Even by the extremely forgiving criteria you’d use for a movie called “Winnie-the-Pooh: Blood and Honey,” logic gaps are shoddy. When everything else fails, start the viewer drinking games. Such a product is constructed (and in this case, being marketed) for laughs, whether intentionally or not. However, no matter how low you’re willing to go, writer, director, and producer Rhys Frake-Waterfield make it damnably difficult to have much fun.

This one deserves gratitude for its few components of relative proficiency in an age where technology has made even many shoestring features look very crisp. These include portions of Vince Knight’s widescreen photography and the original score by Andrew Scott Bell. It might be to the discourse’s advantage if the sound mix is frequently bad enough to bury the speech in music. Additionally, if the photographs are regularly dimly lit, gore effects and stunt work are likely obscured and unsuitable for clearer exhibition.
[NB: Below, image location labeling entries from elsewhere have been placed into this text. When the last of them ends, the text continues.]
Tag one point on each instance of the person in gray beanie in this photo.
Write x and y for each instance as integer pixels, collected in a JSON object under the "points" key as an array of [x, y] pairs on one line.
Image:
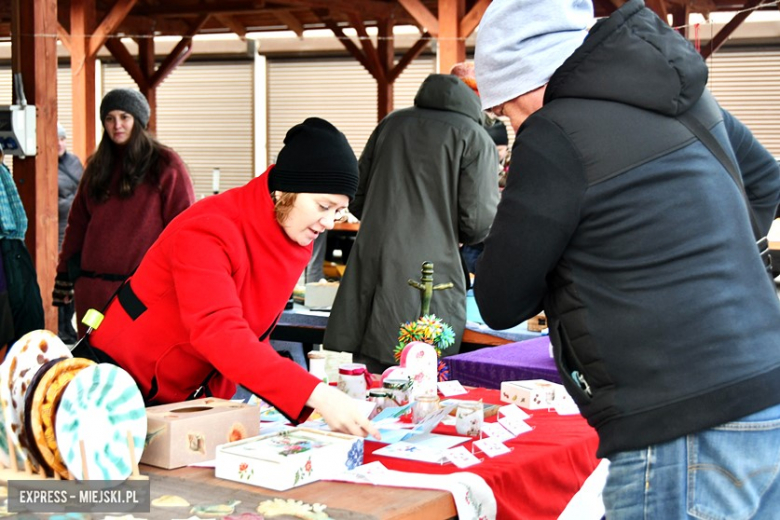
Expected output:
{"points": [[132, 187], [612, 222], [126, 100], [69, 172]]}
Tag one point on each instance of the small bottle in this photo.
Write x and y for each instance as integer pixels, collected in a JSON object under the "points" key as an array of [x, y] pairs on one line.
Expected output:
{"points": [[317, 365], [398, 389], [379, 397]]}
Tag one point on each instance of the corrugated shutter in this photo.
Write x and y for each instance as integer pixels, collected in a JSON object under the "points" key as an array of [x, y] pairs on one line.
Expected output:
{"points": [[337, 89], [747, 84], [205, 113]]}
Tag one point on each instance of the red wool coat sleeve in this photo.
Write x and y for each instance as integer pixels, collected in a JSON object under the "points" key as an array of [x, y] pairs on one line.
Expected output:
{"points": [[212, 311]]}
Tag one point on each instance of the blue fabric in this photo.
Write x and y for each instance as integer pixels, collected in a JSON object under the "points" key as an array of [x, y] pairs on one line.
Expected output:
{"points": [[13, 219], [730, 472]]}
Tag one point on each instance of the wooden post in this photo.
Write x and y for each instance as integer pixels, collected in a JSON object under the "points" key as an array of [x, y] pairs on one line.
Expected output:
{"points": [[385, 52], [452, 48], [82, 67], [34, 55], [146, 62]]}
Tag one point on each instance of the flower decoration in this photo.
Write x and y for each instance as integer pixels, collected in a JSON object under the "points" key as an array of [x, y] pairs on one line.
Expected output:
{"points": [[244, 471], [428, 329]]}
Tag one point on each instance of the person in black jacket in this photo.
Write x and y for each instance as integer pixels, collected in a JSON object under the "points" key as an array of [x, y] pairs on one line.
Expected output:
{"points": [[636, 241]]}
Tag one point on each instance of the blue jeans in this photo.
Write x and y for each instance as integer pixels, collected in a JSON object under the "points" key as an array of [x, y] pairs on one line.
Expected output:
{"points": [[730, 472]]}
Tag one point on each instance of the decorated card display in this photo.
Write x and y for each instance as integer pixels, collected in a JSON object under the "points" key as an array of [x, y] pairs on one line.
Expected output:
{"points": [[420, 360], [99, 411], [288, 458], [24, 359], [427, 328]]}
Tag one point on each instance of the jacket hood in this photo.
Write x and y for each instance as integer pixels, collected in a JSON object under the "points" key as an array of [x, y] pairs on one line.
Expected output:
{"points": [[634, 58], [447, 92]]}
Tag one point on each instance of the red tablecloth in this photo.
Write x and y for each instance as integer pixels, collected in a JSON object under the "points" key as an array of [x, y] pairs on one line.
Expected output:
{"points": [[546, 468]]}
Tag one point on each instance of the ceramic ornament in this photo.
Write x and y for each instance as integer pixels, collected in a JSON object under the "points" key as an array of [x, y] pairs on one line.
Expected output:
{"points": [[45, 401], [101, 407], [421, 363], [22, 362], [215, 510]]}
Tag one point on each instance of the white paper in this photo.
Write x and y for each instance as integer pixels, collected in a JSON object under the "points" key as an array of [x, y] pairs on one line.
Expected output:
{"points": [[461, 457], [512, 410], [491, 446], [450, 388], [497, 431], [411, 451], [516, 426]]}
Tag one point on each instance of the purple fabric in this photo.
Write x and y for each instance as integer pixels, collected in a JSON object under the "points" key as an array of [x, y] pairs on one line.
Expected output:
{"points": [[489, 366]]}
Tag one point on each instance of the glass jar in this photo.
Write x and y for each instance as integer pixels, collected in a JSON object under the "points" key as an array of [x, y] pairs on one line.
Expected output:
{"points": [[379, 397], [354, 380], [317, 365], [424, 406], [397, 390]]}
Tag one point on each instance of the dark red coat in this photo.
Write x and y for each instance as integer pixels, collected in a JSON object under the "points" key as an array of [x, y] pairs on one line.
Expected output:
{"points": [[113, 236], [213, 283]]}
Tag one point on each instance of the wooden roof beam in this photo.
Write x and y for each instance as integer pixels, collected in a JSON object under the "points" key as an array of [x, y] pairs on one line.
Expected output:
{"points": [[423, 16], [64, 36], [109, 24], [232, 24], [178, 55], [659, 8], [473, 17], [126, 60], [343, 38], [287, 18]]}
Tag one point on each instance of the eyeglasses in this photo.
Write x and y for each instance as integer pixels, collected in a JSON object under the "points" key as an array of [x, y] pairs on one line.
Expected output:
{"points": [[497, 110], [339, 214]]}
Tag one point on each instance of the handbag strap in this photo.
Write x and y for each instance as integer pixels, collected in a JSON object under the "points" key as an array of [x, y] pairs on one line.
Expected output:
{"points": [[698, 129]]}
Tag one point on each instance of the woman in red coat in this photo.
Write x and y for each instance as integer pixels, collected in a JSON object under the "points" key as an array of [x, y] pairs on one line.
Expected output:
{"points": [[132, 188], [196, 316]]}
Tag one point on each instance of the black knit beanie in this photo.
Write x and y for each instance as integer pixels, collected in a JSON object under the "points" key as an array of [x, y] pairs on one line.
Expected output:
{"points": [[126, 100], [498, 133], [316, 158]]}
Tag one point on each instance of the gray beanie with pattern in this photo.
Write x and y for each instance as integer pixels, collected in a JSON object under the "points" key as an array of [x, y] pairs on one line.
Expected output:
{"points": [[126, 100]]}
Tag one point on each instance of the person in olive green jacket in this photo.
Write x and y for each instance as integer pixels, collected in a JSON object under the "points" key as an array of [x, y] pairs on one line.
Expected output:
{"points": [[427, 184]]}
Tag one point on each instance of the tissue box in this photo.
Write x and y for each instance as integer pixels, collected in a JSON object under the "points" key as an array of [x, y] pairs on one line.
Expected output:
{"points": [[289, 458], [179, 434], [320, 295], [533, 394]]}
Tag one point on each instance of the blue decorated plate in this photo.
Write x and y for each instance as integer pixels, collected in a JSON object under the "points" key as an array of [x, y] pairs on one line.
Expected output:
{"points": [[23, 361], [99, 407]]}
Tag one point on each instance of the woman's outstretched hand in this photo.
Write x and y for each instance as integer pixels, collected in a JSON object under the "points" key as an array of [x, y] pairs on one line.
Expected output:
{"points": [[340, 411]]}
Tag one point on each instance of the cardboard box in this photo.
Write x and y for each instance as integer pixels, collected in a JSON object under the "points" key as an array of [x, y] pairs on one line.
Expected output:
{"points": [[538, 323], [183, 433], [533, 394], [320, 295], [288, 458]]}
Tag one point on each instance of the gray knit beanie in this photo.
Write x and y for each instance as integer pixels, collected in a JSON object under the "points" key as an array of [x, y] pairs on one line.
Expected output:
{"points": [[126, 100], [521, 43]]}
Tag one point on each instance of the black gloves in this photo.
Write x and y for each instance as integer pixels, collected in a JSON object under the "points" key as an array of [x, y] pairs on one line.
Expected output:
{"points": [[63, 290]]}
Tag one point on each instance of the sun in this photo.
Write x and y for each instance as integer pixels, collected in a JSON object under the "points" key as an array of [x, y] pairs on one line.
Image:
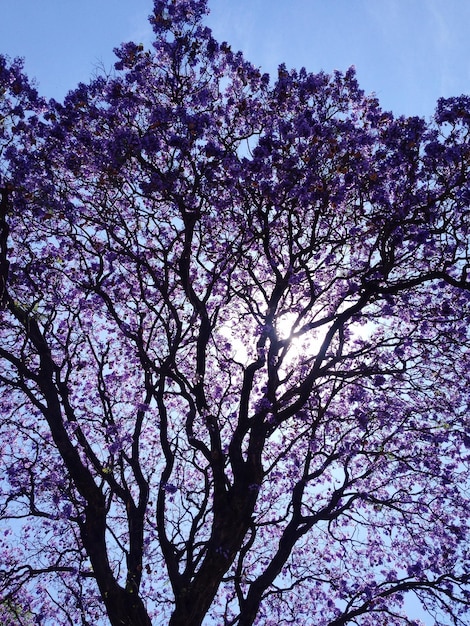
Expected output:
{"points": [[299, 344]]}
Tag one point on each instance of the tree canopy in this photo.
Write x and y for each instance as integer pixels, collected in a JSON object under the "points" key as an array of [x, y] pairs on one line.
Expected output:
{"points": [[234, 345]]}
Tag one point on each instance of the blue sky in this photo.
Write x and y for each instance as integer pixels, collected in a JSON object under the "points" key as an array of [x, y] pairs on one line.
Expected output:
{"points": [[409, 52]]}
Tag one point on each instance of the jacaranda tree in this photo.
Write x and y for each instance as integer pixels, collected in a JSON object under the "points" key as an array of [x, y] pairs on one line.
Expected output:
{"points": [[234, 346]]}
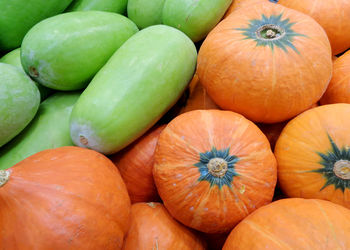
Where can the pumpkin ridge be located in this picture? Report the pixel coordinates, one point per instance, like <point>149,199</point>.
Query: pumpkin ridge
<point>71,195</point>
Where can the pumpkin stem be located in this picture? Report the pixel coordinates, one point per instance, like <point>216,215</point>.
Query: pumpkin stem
<point>4,177</point>
<point>217,167</point>
<point>342,169</point>
<point>269,32</point>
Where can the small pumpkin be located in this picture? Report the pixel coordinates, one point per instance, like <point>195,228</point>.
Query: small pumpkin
<point>198,97</point>
<point>268,63</point>
<point>313,155</point>
<point>338,90</point>
<point>332,15</point>
<point>64,198</point>
<point>213,168</point>
<point>135,164</point>
<point>152,227</point>
<point>293,224</point>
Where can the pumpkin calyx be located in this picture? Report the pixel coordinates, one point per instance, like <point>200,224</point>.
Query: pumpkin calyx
<point>342,169</point>
<point>217,167</point>
<point>270,32</point>
<point>4,177</point>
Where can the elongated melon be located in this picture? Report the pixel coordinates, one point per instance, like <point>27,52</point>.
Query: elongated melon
<point>18,16</point>
<point>140,82</point>
<point>145,13</point>
<point>19,101</point>
<point>194,17</point>
<point>49,129</point>
<point>13,58</point>
<point>118,6</point>
<point>65,51</point>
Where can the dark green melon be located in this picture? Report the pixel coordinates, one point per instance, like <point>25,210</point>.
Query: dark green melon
<point>19,101</point>
<point>14,59</point>
<point>65,51</point>
<point>140,82</point>
<point>49,129</point>
<point>18,16</point>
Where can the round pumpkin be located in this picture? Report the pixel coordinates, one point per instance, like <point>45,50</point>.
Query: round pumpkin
<point>135,164</point>
<point>152,227</point>
<point>236,4</point>
<point>338,90</point>
<point>198,97</point>
<point>293,224</point>
<point>64,198</point>
<point>332,15</point>
<point>313,154</point>
<point>268,63</point>
<point>213,168</point>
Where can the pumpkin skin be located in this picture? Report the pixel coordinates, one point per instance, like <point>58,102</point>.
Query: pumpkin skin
<point>296,224</point>
<point>313,155</point>
<point>332,15</point>
<point>135,164</point>
<point>198,97</point>
<point>213,168</point>
<point>152,227</point>
<point>246,75</point>
<point>338,90</point>
<point>69,198</point>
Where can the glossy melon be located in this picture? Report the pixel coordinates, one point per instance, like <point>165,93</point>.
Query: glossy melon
<point>142,80</point>
<point>65,51</point>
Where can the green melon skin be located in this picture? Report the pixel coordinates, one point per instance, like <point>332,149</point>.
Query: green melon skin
<point>196,18</point>
<point>49,129</point>
<point>19,101</point>
<point>14,59</point>
<point>145,13</point>
<point>64,52</point>
<point>140,82</point>
<point>18,16</point>
<point>117,6</point>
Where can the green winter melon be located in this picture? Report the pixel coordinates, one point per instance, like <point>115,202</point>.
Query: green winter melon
<point>196,18</point>
<point>18,16</point>
<point>14,59</point>
<point>49,129</point>
<point>19,101</point>
<point>140,82</point>
<point>145,13</point>
<point>118,6</point>
<point>65,51</point>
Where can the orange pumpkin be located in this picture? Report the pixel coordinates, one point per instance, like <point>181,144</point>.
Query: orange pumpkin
<point>236,4</point>
<point>266,62</point>
<point>198,97</point>
<point>213,168</point>
<point>64,198</point>
<point>313,155</point>
<point>135,164</point>
<point>293,224</point>
<point>151,227</point>
<point>332,15</point>
<point>338,90</point>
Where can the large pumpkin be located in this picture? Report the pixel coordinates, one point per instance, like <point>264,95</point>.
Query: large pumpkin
<point>198,97</point>
<point>332,15</point>
<point>266,62</point>
<point>152,227</point>
<point>293,224</point>
<point>135,164</point>
<point>313,155</point>
<point>213,168</point>
<point>64,198</point>
<point>338,90</point>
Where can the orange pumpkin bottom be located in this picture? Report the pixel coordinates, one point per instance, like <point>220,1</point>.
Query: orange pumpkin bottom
<point>293,224</point>
<point>151,227</point>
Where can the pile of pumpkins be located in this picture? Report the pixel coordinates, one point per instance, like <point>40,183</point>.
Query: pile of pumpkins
<point>115,134</point>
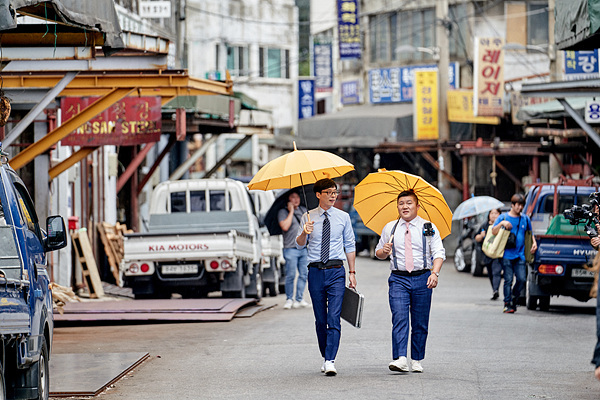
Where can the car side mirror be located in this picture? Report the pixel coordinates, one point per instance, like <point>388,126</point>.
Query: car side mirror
<point>57,233</point>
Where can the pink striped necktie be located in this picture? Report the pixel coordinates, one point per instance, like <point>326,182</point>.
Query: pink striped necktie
<point>409,263</point>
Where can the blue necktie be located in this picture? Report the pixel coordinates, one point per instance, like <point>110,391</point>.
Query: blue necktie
<point>325,239</point>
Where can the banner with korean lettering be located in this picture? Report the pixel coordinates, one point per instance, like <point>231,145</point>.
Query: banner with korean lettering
<point>323,68</point>
<point>425,104</point>
<point>581,64</point>
<point>306,98</point>
<point>394,85</point>
<point>349,29</point>
<point>488,85</point>
<point>460,109</point>
<point>128,122</point>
British author A.A. Milne lost their copyright protection last year, making them publicly available. Winnie the Pooh Blood and Honey movie is the first (and,...
Being littered with common horror movie tropes, Winnie the Pooh Blood and Honey movie is underwhelming at best

The actors can’t be held responsible for the appalling overall outcome because they blatantly lack the resources and direction needed to do any better. One can only hope that Frake-Waterfield and his colleagues will make use of their good fortune to slow the hell down since Winnie the Pooh Blood and Honey movie is almost certainly going to generate a sizable return on its little investment. In the past year alone, he has released 14 pictures as a producer; the four films he self-directed all debuted in the previous four months. There is a narrow line between being frugal and just creating garbage out of garbage.

It does not seem unreasonable to request that some effort be made, even if just on behalf of famous deceased authors who never requested such treatment, with Bambi and Peter Pan (as well as more Pooh) presumably next on his schedule. Even viewers who are only looking for a few stupid yoks deserve better than this depressing caliber of trash.